Cada paso en la ciudad como caminante crea circuitos. Pienso ya en la deriva. He amado caminar sola en la noche de una ciudad como Quito, una actividad contraindicada para cualquier mujer. Cuando abrieron el metro, empecé a recorrer el circuito cerrado desde Quitumbe hasta El Labrador, sin salir de las estaciones. Hoy el metro es una sola línea de norte a sur, de sur a norte. El mapa todavía no es una maraña ordenada como la del metro de Londres. Es incipiente pero ya es un trayecto común para las personas que necesitan ir al hipercentro y a las periferias. Una noche salí de la estación de metro de La Carolina y el primer golpe de aire me recordó la salida de otros metros y otras ciudades. Pensé en planificadores urbanos. Pensé en cosmólogos, pues ellos también trazan circuitos. Hoy la temporalidad cósmica derruye cualquier noción de eternidad. La deriva nocturna por Quito es también la deriva cósmica: ambas plantean la misma pregunta sobre qué permanece cuando el movimiento cesa y la luz se extingue. Están el golpe del frío y la oscuridad amenazante de un parque cercano con sus peligros: un parque donde, supe hace poco, habitan murciélagos, donde viven personas en la oscuridad, donde los gritos se pierden o traen sin cuidado a quienes están encerrados en sus casas. Camino rápidamente. El viento me manifiesta un contorno. El aire se calienta en mi garganta. Entonces no concibo una imagen mía. No me veo desde arriba ni de frente.

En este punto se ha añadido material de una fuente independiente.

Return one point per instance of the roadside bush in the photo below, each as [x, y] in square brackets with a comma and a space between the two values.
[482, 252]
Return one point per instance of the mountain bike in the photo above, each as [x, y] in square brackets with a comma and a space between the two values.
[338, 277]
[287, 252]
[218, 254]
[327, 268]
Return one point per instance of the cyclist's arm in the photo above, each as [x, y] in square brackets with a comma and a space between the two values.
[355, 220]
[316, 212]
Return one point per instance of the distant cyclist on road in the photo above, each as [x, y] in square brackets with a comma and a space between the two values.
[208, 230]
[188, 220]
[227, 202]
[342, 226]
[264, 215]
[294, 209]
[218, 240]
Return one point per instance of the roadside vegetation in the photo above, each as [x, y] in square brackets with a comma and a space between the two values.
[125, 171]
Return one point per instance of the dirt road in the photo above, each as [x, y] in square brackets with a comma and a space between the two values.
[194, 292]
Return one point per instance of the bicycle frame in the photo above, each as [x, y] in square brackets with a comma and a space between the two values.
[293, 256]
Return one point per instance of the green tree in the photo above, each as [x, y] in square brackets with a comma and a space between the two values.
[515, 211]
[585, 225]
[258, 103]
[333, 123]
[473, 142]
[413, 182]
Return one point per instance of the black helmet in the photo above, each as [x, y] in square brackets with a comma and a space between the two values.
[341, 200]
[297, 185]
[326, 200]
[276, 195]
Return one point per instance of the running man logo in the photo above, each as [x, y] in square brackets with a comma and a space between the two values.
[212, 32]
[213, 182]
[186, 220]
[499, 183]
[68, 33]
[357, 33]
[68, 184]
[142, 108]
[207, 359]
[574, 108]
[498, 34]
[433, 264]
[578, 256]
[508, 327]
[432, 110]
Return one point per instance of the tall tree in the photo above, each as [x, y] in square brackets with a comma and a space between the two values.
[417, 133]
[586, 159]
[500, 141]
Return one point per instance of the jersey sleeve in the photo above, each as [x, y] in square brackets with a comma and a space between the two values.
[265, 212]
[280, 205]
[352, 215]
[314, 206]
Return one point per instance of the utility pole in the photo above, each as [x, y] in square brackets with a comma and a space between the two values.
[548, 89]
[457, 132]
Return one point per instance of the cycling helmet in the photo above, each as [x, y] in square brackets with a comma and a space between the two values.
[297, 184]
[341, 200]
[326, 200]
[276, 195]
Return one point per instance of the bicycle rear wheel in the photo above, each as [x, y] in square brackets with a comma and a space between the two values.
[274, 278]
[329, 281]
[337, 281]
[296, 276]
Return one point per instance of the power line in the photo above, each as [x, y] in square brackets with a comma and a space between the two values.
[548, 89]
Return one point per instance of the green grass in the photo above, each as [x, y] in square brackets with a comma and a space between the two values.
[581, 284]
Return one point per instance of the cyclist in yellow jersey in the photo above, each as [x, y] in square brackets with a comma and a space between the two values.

El halo electrónico captura coordenadas, deja líneas y pierde texturas. Registra puntos en el espacio pero no la respiración agitada cuando se huye de un parque oscuro, la tranquilidad pasmosa de caminar en la noche durante un apagón. Tampoco el encuentro de miradas con un desconocido ni el peso de la memoria que ciertos lugares cargan. Mientras más precisos son los instrumentos para mapear el movimiento —desde las «miradas superiores» que imagina Félix hasta el GPS en un anillo— más evidente es que necesitaré otra geometría. En la abstracción gráfica hay un consuelo frente a la ausencia, una forma de decir «estuvimos aquí tantas veces», una manera de demoler los presentes. El verdadero halo no es el que dibujan los dispositivos, sino algún campo de percepción y la memoria que se expanden alrededor de cada paso. Es lo que transforma el espacio anónimo en territorio, en lodo vivido.